Here’s How Some People Think They’re Helping Hurricane Victims, But Really Aren’t
Some things people do to help really aren’t helpful.
PHOTO CREDIT: Getty Images
Have you been watching the terrifying images of Hurricane Florence battering the East Coast and the even bigger Typhoon Mangkhut slamming Southest Asia? Assuming you're out of harm's way yourself, if you're like many people, you may feel the urge to do something--anything--to help. That's a great instinct, and indeed the millions of people affected by these two giant storms will depending on the kindness of strangers for a long time to come--just as any of us would if our own homes were in the path of a natural disaster on this scale.
But, it turns out, there are good ways and bad ways to help people during a crisis. In fact, some things people do with the best intentions actually do more harm than good. Here are a few things relief workers on the ground wish more people knew about how to help people after a storm or other event.
1. Don't send items--even useful ones--to a faraway site.
A helpful video by CBS News explains exactly what's wrong with sending items, even apparently useful items such as clothing, toys, or even bottled water, to people who've lost everything. For one thing, with thousands of people responding and sending what they can, relief workers wind up with large amounts of donations at the disaster site. Those donations need to be stored somewhere. The need to store a large number of items is always a challenge, as you know if you've ever downsized from a large home to a smaller one. It can be a real nightmare in a locale where a natural disaster has destroyed many buildings and rendered more inaccessible, and where whatever safe space is available is already filled with people evacuated from their homes. (More than 2 million people have been evacuated in Guangdong Province, China, alone.)
Beyond being a challenge to store, items such as clothing can be a problem in themselves. After a hurricane hit Honduras, a plane carrying relief supplies was unable to land because of clothing donations--inexplicably including winter coats--piled up on the airport runway. In Indonesia after the 2004 tsunami, a huge pile of clothing arrived. Overburdened relief workers couldn't sort it, and lying there on the beach in the heat, it quickly became a health hazard in a place and time when people's health was already challenged. Eventually, local officials had no choice but to pour gasoline on the clothing and set fire to it. For reasons like these, relief workers sometimes refer to the arrival of clothing or toys--such as the 67,000 teddy bears that arrived in Newtown, Connecticut after the Sandy Hook shootings--as "the second disaster."
2. Donations of money are always best.
For lots of reasons, a donation of cash is nearly always better than a donation of clothing or other supplies. Relief workers or agencies can buy what they need, when they need it, in manageable quantities, and near the disaster site. By buying from local businesses, they can give the local economy a much-needed boost. On top of that, after a high-profile disaster such as Florence or Mangkhut, there are nearly always businesses or other organizations offering to match cash donations so that your money can double its power to help.

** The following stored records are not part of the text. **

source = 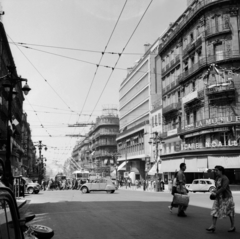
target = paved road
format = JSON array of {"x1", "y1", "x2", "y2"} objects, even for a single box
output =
[{"x1": 22, "y1": 189, "x2": 240, "y2": 239}]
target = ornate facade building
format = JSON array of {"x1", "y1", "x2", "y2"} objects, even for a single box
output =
[{"x1": 159, "y1": 0, "x2": 240, "y2": 183}]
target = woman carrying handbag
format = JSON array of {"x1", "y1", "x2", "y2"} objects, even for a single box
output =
[{"x1": 206, "y1": 165, "x2": 235, "y2": 233}]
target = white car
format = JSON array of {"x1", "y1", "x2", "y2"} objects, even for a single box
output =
[
  {"x1": 80, "y1": 178, "x2": 115, "y2": 193},
  {"x1": 186, "y1": 179, "x2": 216, "y2": 193}
]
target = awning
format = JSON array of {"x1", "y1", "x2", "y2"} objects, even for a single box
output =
[
  {"x1": 147, "y1": 162, "x2": 161, "y2": 175},
  {"x1": 160, "y1": 158, "x2": 184, "y2": 173},
  {"x1": 197, "y1": 157, "x2": 208, "y2": 172},
  {"x1": 131, "y1": 167, "x2": 139, "y2": 174},
  {"x1": 185, "y1": 158, "x2": 197, "y2": 172},
  {"x1": 117, "y1": 161, "x2": 127, "y2": 171},
  {"x1": 208, "y1": 155, "x2": 240, "y2": 169}
]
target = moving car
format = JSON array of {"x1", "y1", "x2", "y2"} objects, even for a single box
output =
[
  {"x1": 186, "y1": 179, "x2": 216, "y2": 193},
  {"x1": 80, "y1": 178, "x2": 115, "y2": 193}
]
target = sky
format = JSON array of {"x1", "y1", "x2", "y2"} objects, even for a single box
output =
[{"x1": 1, "y1": 0, "x2": 187, "y2": 176}]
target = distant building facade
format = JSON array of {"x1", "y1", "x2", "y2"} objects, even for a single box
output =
[{"x1": 116, "y1": 41, "x2": 160, "y2": 183}]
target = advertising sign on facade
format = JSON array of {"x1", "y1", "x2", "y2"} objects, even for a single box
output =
[
  {"x1": 182, "y1": 116, "x2": 240, "y2": 132},
  {"x1": 124, "y1": 172, "x2": 129, "y2": 178},
  {"x1": 182, "y1": 140, "x2": 238, "y2": 150}
]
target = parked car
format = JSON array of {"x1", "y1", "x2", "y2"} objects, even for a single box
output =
[
  {"x1": 22, "y1": 177, "x2": 40, "y2": 194},
  {"x1": 186, "y1": 179, "x2": 216, "y2": 193},
  {"x1": 80, "y1": 178, "x2": 115, "y2": 193}
]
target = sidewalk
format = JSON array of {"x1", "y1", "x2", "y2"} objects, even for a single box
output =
[
  {"x1": 16, "y1": 198, "x2": 29, "y2": 209},
  {"x1": 118, "y1": 185, "x2": 169, "y2": 193}
]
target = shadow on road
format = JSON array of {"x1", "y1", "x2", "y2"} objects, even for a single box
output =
[{"x1": 24, "y1": 200, "x2": 240, "y2": 239}]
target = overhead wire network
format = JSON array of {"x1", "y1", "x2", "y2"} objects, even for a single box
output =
[
  {"x1": 87, "y1": 0, "x2": 154, "y2": 121},
  {"x1": 7, "y1": 35, "x2": 78, "y2": 159}
]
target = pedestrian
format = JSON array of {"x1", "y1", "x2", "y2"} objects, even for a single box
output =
[
  {"x1": 168, "y1": 171, "x2": 178, "y2": 213},
  {"x1": 127, "y1": 178, "x2": 131, "y2": 188},
  {"x1": 206, "y1": 165, "x2": 235, "y2": 233},
  {"x1": 176, "y1": 162, "x2": 188, "y2": 217}
]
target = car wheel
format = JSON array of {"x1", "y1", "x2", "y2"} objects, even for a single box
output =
[
  {"x1": 27, "y1": 187, "x2": 34, "y2": 194},
  {"x1": 111, "y1": 190, "x2": 115, "y2": 194},
  {"x1": 209, "y1": 187, "x2": 215, "y2": 193},
  {"x1": 31, "y1": 224, "x2": 54, "y2": 239},
  {"x1": 81, "y1": 187, "x2": 88, "y2": 194}
]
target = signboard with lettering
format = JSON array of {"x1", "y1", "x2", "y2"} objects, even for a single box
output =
[
  {"x1": 182, "y1": 140, "x2": 238, "y2": 150},
  {"x1": 182, "y1": 116, "x2": 240, "y2": 132}
]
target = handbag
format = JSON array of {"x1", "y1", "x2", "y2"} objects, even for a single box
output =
[
  {"x1": 210, "y1": 193, "x2": 216, "y2": 200},
  {"x1": 176, "y1": 185, "x2": 188, "y2": 195},
  {"x1": 173, "y1": 193, "x2": 190, "y2": 207}
]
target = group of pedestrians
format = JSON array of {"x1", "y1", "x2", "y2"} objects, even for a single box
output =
[
  {"x1": 41, "y1": 178, "x2": 88, "y2": 191},
  {"x1": 168, "y1": 163, "x2": 236, "y2": 233}
]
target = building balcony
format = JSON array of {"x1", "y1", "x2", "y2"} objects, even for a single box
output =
[
  {"x1": 182, "y1": 89, "x2": 204, "y2": 105},
  {"x1": 161, "y1": 128, "x2": 181, "y2": 138},
  {"x1": 206, "y1": 83, "x2": 235, "y2": 96},
  {"x1": 205, "y1": 23, "x2": 230, "y2": 38},
  {"x1": 159, "y1": 0, "x2": 229, "y2": 54},
  {"x1": 206, "y1": 83, "x2": 236, "y2": 104},
  {"x1": 94, "y1": 151, "x2": 113, "y2": 157},
  {"x1": 95, "y1": 131, "x2": 119, "y2": 138},
  {"x1": 163, "y1": 102, "x2": 181, "y2": 115}
]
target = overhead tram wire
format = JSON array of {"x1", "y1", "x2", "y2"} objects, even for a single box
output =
[
  {"x1": 8, "y1": 35, "x2": 79, "y2": 152},
  {"x1": 72, "y1": 0, "x2": 128, "y2": 148},
  {"x1": 76, "y1": 0, "x2": 128, "y2": 124},
  {"x1": 9, "y1": 42, "x2": 144, "y2": 56},
  {"x1": 26, "y1": 99, "x2": 52, "y2": 137},
  {"x1": 88, "y1": 0, "x2": 154, "y2": 120}
]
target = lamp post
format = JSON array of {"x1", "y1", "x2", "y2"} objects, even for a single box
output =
[
  {"x1": 33, "y1": 141, "x2": 47, "y2": 183},
  {"x1": 3, "y1": 68, "x2": 31, "y2": 188},
  {"x1": 148, "y1": 132, "x2": 164, "y2": 181}
]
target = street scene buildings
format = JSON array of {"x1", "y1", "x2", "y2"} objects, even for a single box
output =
[{"x1": 1, "y1": 1, "x2": 240, "y2": 239}]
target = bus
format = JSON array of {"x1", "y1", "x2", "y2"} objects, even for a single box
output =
[{"x1": 72, "y1": 170, "x2": 90, "y2": 181}]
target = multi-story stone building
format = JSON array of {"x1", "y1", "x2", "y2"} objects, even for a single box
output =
[
  {"x1": 0, "y1": 21, "x2": 27, "y2": 178},
  {"x1": 158, "y1": 0, "x2": 240, "y2": 183},
  {"x1": 71, "y1": 108, "x2": 119, "y2": 175},
  {"x1": 116, "y1": 41, "x2": 160, "y2": 183}
]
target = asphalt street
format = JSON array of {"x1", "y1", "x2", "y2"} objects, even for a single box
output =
[{"x1": 21, "y1": 188, "x2": 240, "y2": 239}]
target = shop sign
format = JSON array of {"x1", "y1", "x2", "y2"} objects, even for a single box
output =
[
  {"x1": 185, "y1": 127, "x2": 229, "y2": 138},
  {"x1": 124, "y1": 172, "x2": 129, "y2": 178},
  {"x1": 182, "y1": 116, "x2": 240, "y2": 132},
  {"x1": 182, "y1": 140, "x2": 238, "y2": 150},
  {"x1": 167, "y1": 128, "x2": 178, "y2": 136}
]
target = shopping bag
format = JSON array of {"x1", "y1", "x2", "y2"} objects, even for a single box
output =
[{"x1": 173, "y1": 193, "x2": 190, "y2": 207}]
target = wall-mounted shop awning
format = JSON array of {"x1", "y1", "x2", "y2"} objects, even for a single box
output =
[
  {"x1": 117, "y1": 161, "x2": 127, "y2": 171},
  {"x1": 185, "y1": 158, "x2": 197, "y2": 172},
  {"x1": 160, "y1": 158, "x2": 184, "y2": 173},
  {"x1": 208, "y1": 155, "x2": 240, "y2": 169},
  {"x1": 147, "y1": 162, "x2": 161, "y2": 175}
]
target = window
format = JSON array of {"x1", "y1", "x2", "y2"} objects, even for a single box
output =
[
  {"x1": 215, "y1": 43, "x2": 224, "y2": 61},
  {"x1": 193, "y1": 180, "x2": 199, "y2": 184},
  {"x1": 155, "y1": 115, "x2": 158, "y2": 126},
  {"x1": 190, "y1": 32, "x2": 194, "y2": 43},
  {"x1": 158, "y1": 113, "x2": 161, "y2": 124},
  {"x1": 200, "y1": 180, "x2": 206, "y2": 184},
  {"x1": 152, "y1": 116, "x2": 154, "y2": 127},
  {"x1": 186, "y1": 113, "x2": 190, "y2": 125}
]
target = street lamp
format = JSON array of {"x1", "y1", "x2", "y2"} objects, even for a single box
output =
[
  {"x1": 33, "y1": 141, "x2": 48, "y2": 183},
  {"x1": 148, "y1": 132, "x2": 164, "y2": 179},
  {"x1": 3, "y1": 68, "x2": 31, "y2": 188}
]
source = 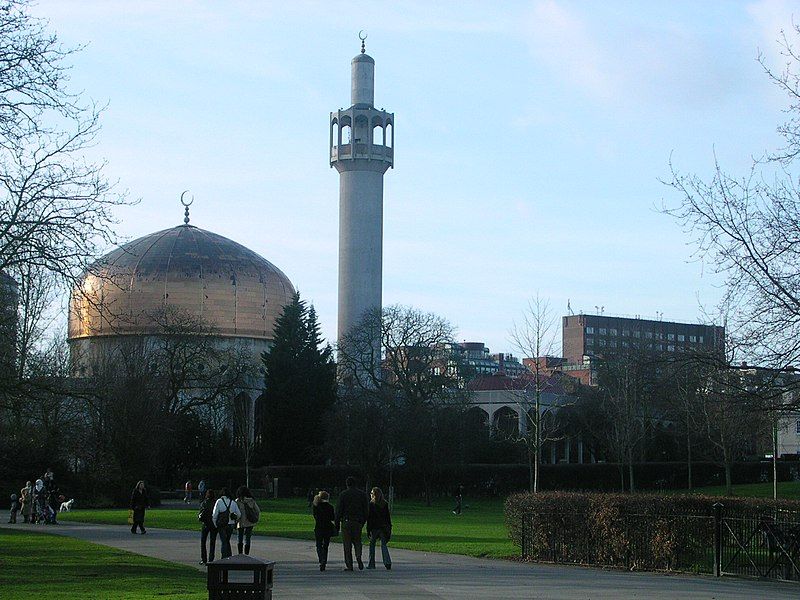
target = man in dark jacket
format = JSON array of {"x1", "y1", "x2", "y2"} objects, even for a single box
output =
[{"x1": 335, "y1": 476, "x2": 369, "y2": 570}]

Even without matching, your money usually goes farther if you donate it as cash than if you spend it on items to send to a disaster site. For example, kindly Americans sent about 100,000 liters of bottled water to help people out in West Africa, at an estimated cost (for both water and shipping) of about $3 a liter, or a total $300,000. That was enough to serve 40,000 people with no access to clean water for one day.
But local relief workers, using water purification kits, could have supplied that same quantity of water for only $300. If the people who sent the water had sent the money they spent instead, they could have helped people for 100 days instead of just one.
It's important, of course, to be choosy about the organizations you give donations to. Scam charities inevitably pop up after any disaster, so check into any charity before you send money. Charity Navigator is one way to find such information as how long a charity has been operating and how much of the donations it receives go to its charitable work, as compared with how much its spends on administrative expenses and fundraising--and how much its highest-paid executives earn.
3. Find ways to make it personal.
Many people choose to give items instead of money after a disaster because it feels less impersonal. But there are ways to feel a personal connection with disaster victims without sending them your cast-off clothes or pallets of bottled water. For example, rather than send your clothes and cast off toys to a disaster-stricken area, use them as the core of a yard sale to raise money for victims and invite other people to donate items to the sale, then send the money you make selling these items. (If you have items to donate because you don't want them anymore and you don't want to have a yard sale, then give those items to a charity near you instead.)
Reach out to victims on social media. Twitter has hashtags for every area affected by the storms, and Facebook has created crisis response pages for both Florence and Mangkhut. The desire to make a personal connection with disaster victims is human and healthy and shows your capacity for empathy. Just don't do it by putting your clothes or other items in a box and sending them there.